書評七福神とは翻訳ミステリが好きでたまらない書評家七人のことなんである。

 この連載が本になりました! 『書評七福神が選ぶ、絶対読み逃せない翻訳ミステリベスト2011-2020』(書肆侃侃房)は絶賛発売中です。

 というわけで今月も書評七福神始まります。

(ルール)

  1. この一ヶ月で読んだ中でいちばんおもしろかった/胸に迫った/爆笑した/虚をつかれた/この作者の作品をもっと読みたいと思った作品を事前相談なしに各自が挙げる。
  2. 挙げた作品の重複は気にしない。
  3. 挙げる作品は必ずしもその月のものとは限らず、同年度の刊行であれば、何月に出た作品を挙げても構わない。
  4. 要するに、本の選択に関しては各人のプライドだけで決定すること。
  5. 掲載は原稿の到着順。

 

 

 

霜月蒼

『アーマード 生還不能』マーク・グリーニー 伏見威蕃訳

ハヤカワ文庫NV

 いやはや今月は困りました。

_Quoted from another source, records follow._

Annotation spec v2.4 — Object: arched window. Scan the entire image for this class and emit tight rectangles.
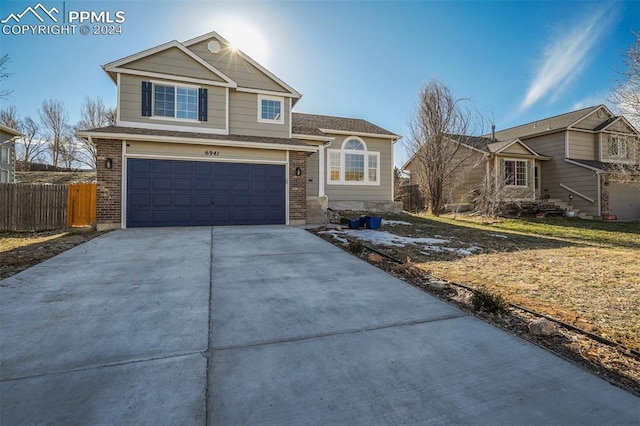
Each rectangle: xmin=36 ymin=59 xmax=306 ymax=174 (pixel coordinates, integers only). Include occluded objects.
xmin=327 ymin=136 xmax=380 ymax=185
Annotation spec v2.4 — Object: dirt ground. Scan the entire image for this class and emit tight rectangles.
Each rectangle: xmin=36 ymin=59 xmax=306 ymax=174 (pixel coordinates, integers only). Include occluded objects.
xmin=0 ymin=227 xmax=101 ymax=280
xmin=314 ymin=215 xmax=640 ymax=396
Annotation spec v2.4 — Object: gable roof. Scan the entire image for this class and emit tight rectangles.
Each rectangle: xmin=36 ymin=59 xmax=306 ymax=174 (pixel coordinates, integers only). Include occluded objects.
xmin=291 ymin=112 xmax=400 ymax=139
xmin=484 ymin=105 xmax=606 ymax=140
xmin=182 ymin=31 xmax=302 ymax=99
xmin=102 ymin=40 xmax=237 ymax=87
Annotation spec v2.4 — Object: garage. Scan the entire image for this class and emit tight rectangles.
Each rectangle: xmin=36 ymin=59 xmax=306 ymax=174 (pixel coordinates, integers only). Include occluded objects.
xmin=609 ymin=183 xmax=640 ymax=220
xmin=126 ymin=158 xmax=286 ymax=227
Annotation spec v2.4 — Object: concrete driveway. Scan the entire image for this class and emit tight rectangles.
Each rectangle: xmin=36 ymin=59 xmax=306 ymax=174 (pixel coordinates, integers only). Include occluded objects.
xmin=0 ymin=226 xmax=640 ymax=425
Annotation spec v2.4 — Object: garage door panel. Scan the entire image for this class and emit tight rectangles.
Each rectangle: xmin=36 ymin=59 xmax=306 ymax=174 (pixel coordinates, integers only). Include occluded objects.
xmin=127 ymin=159 xmax=286 ymax=227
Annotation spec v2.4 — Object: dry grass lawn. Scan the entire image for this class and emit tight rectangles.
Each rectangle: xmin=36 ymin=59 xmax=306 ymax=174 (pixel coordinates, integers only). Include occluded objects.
xmin=344 ymin=215 xmax=640 ymax=349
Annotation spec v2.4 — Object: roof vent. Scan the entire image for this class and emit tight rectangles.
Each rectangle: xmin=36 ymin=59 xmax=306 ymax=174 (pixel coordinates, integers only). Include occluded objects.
xmin=207 ymin=40 xmax=220 ymax=53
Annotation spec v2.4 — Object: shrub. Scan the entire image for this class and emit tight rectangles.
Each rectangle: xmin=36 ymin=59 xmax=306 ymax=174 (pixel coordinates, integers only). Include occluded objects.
xmin=471 ymin=289 xmax=509 ymax=315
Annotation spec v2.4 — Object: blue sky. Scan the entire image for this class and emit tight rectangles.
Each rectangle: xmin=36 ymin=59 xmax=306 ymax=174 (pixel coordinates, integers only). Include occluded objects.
xmin=0 ymin=0 xmax=640 ymax=165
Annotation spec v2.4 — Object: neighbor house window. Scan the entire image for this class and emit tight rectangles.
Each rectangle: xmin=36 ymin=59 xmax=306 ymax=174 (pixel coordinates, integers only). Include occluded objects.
xmin=504 ymin=160 xmax=527 ymax=186
xmin=153 ymin=84 xmax=198 ymax=120
xmin=609 ymin=136 xmax=627 ymax=158
xmin=328 ymin=137 xmax=380 ymax=185
xmin=258 ymin=95 xmax=284 ymax=124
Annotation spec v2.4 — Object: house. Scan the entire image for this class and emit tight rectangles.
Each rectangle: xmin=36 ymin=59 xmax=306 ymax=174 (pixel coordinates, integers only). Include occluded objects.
xmin=77 ymin=32 xmax=399 ymax=229
xmin=0 ymin=124 xmax=22 ymax=183
xmin=404 ymin=105 xmax=640 ymax=220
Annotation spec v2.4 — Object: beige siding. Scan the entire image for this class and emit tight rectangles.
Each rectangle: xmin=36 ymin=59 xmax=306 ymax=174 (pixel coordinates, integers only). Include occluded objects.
xmin=124 ymin=47 xmax=224 ymax=82
xmin=325 ymin=135 xmax=393 ymax=202
xmin=118 ymin=74 xmax=226 ymax=130
xmin=189 ymin=40 xmax=288 ymax=93
xmin=444 ymin=147 xmax=486 ymax=204
xmin=127 ymin=142 xmax=287 ymax=163
xmin=568 ymin=131 xmax=598 ymax=160
xmin=573 ymin=110 xmax=611 ymax=130
xmin=229 ymin=90 xmax=291 ymax=138
xmin=307 ymin=152 xmax=320 ymax=197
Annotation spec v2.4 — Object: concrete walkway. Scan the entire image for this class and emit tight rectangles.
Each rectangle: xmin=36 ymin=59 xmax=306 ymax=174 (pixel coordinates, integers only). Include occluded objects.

いい意味でですけども。何をおいても読みたいという本がドカドカ刊行された月だからである。ご贔屓のシリーズだけでも、S・J・ローザンの『その罪は描けない』、ユッシ・エーズラ=オールスン『特捜部Q カールの罪状』、C・J・ボックス『熱砂の果て』が出たので嬉しい悲鳴をあげていたら、ロス・トーマスの『愚者の街』が出て、嗚呼これは大人がじっくり読むのに最高のミステリーだと唸らされたわけです。ということで、まずとりあえず上記は全部読め。

 でもね、グリーニーなんですよ。好評のグレイマン・シリーズではなく、新主人公をフィーチャーした新作で、これがグレイマンとまったく異なる人物なのである。あちらはスーパー・アサシンだが、本書の主人公ジョシュは二流。民間軍事会社での直近のミッションで片足を失う重傷を負い、ろくに治療費ももらえずにクビに。妻子もいて家庭円満ではあるが、現在の仕事では治療費の負債も払えない。そんな彼に悪評ふんぷんの民間軍事会社から、カルテルが犇めくメキシコの山中に赴く国連の交渉団を3チーム編成で警護する高報酬の仕事のオファーがあり、彼は片足を失っていることを隠し、家族を養うために仕事を受ける。しかし背後には二重三重の罠が……。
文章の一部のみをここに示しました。